%% Reweighted graphs in MatlabBGL
% Matlab sparse matrices only support non-zero values. Because the
% structure of the sparse matrix is used to infer the edges of an
% underlying graph this limitation prevents MatlabBGL from trivially
% addressing graphs with 0-weight edges.
%
% To fix this problem, codes that accept a weighted graph allow the user to
% specify a vector of edge weights for each edge in the graph using the
% optional 'weights' parameter. Using the 'weights' parameter correctly
% can be difficult due to issues with how edges are indexed in MatlabBGL.
%% Disclaimer
% The details of this section are complicated. This means their
% implementation is error-prone. If you get strange behavior, please let
% me know.
%% "I just want the simpliest solution..."
% *new in version 4.0*
% In this section, we'll see the really-easy but somewhat expensive way of
% reweighting a graph. I'll run through all the cases detailed below with
% the simple code. If you just need something to work and don't
% necessarily need to know about all the details, this section is for you!
%%
% Let's compute shortest paths in a cycle graph with only one weighted
% edge. The simple case requires a structural and weight matrix.
%%
% n will be the total size of the graph, and u and v will be the special
% vertices connected with a weight one edge.
n = 8; % it's just an example, so let's make it small.
u = 1;
v = 2;
%%
% These commands create an undirected cycle graph. The cycle is
% ... n <-> 1 <-> 2 <-> ... <-> n-1 <-> n <-> 1 ...
% where the weight on every edge is 0 except for the edge between vertex
% u,v.

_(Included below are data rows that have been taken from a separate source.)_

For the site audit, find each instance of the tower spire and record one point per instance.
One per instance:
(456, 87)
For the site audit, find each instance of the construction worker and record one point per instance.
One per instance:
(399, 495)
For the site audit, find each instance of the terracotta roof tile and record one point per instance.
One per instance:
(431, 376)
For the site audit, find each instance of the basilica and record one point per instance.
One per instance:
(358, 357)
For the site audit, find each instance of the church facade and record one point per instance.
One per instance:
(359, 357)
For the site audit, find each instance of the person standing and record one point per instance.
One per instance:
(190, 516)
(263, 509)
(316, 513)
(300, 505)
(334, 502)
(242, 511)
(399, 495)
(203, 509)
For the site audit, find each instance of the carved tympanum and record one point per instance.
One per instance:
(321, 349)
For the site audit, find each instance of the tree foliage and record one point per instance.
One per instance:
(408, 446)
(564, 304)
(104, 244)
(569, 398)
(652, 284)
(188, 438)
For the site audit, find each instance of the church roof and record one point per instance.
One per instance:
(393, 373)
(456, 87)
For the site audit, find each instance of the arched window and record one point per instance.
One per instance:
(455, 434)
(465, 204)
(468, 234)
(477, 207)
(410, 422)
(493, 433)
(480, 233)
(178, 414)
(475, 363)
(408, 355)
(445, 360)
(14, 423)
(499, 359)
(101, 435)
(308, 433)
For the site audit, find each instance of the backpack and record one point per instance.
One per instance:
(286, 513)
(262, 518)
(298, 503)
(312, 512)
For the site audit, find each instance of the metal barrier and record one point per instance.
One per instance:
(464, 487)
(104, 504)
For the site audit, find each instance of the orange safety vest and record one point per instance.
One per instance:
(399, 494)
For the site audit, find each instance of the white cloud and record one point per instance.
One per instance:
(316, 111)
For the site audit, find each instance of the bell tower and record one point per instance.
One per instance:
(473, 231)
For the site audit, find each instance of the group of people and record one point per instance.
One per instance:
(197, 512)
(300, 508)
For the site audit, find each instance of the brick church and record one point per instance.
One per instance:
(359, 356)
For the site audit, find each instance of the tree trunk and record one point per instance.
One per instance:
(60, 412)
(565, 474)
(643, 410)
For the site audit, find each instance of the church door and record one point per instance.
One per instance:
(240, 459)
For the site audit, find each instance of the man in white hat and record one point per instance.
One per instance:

Notice that the edge list is already symmetric.
%
% This setup means that while there is a weight 1 edge between u and v, the
% shortest path, or smallest weight path, is actually the path from u,
% circling every vertex except v and so d(v) should be 0.
E = [1:n 2:n 1; 2:n 1 1:n]';
w = [1 zeros(1,n-1) 1 zeros(1,n-1)]';
A = sparse(E(:,1), E(:,2), w, n, n); % create a weighted sparse matrix
As = sparse(E(:,1), E(:,2), true, n, n); % create a structural sparse matrix
%%
% The relationship between As and A is that As should have a non-zero value
% for every edge, but the _values_ of As will be ignored and the
% computation will proceed with the _values_ in the corresponding spots in
% the matrix A.
%%
% The wrong way to compute shortest paths.
[d pred] = shortest_paths(A,u);
d(v)
%%
% The right way to compute shortest paths.
[d pred] = shortest_paths(As,u,struct('edge_weight',edge_weight_vector(As,A)));
d(v)
%%
% That's better, d(v) = 0 as expected.
%% A first attempt
% * Correct for version 3.0 *
% A trivial example graph to illustrate the problem that occurs with 0
% weighted graphs occurs even with a simple cycle. Suppose that the graph
% corresponding to adjacency matrix A is a symmetric cycle where all edges
% have weight 0 except for one edge between vertices (1,2).
%%
% These commands create an undirected cycle graph. The cycle is
% ... n <-> 1 <-> 2 <-> ... <-> n-1 <-> n <-> 1 ...
% where the weight on every edge is 0 except for the edge between vertex
% u,v. Notice that the edge list is already symmetric.
E = [1:n 2:n 1; 2:n 1 1:n]';
w = [1 zeros(1,n-1) 1 zeros(1,n-1)]';
A = sparse(E(:,1), E(:,2), w, n, n);
%%
% The shortest weighted path between u and v is then through the vertex
% n because traversing the cycle in the other direction will use the
% u,v edge of weight 1. Let's check this with the shortest_paths function.
[d pred] = shortest_paths(A,u);
d(v)
%%
% That is weird, there is a u-v path of length 0 in the graph! Let's see
% what path the shortest path algorithm chose.
path_from_pred(pred,v)
%%
% The path it chose was from u to v directly, taking the weight 1 edge.
% Let's look at the sparse matrix.
A
%%
% There are only two edges in the matrix corresponding to our symmetric
% weight 1 edge between u and v. This happens because Matlab removes all 0
% weight edges from the graph.
%% A first solution
% The solution to the problem is to use the 'edge_weight' optional
% parameter to the shortest_paths function to give it a set of weights
% to use for each edge.
help shortest_paths
%%
% Well, shortest_paths says to read this document, so you are on the right
% track! It also has a pointer to the function edge_weight_index. Let's
% look at that function
help edge_weight_index
%%
% This function claims to help us. It requires building a structural
% matrix which has a non-zero for each edge in the graph. Let's do that.
As = sparse(E(:,1), E(:,2), 1, n, n)
%%
% Now the matrix has all of the required edges. According to the
% edge_weight_index function, it returns both a matrix and an index vector.
% The index vector is a way to permute an intelligently ordered set of edge
% weights to the order that MatlabBGL requires the edge weights.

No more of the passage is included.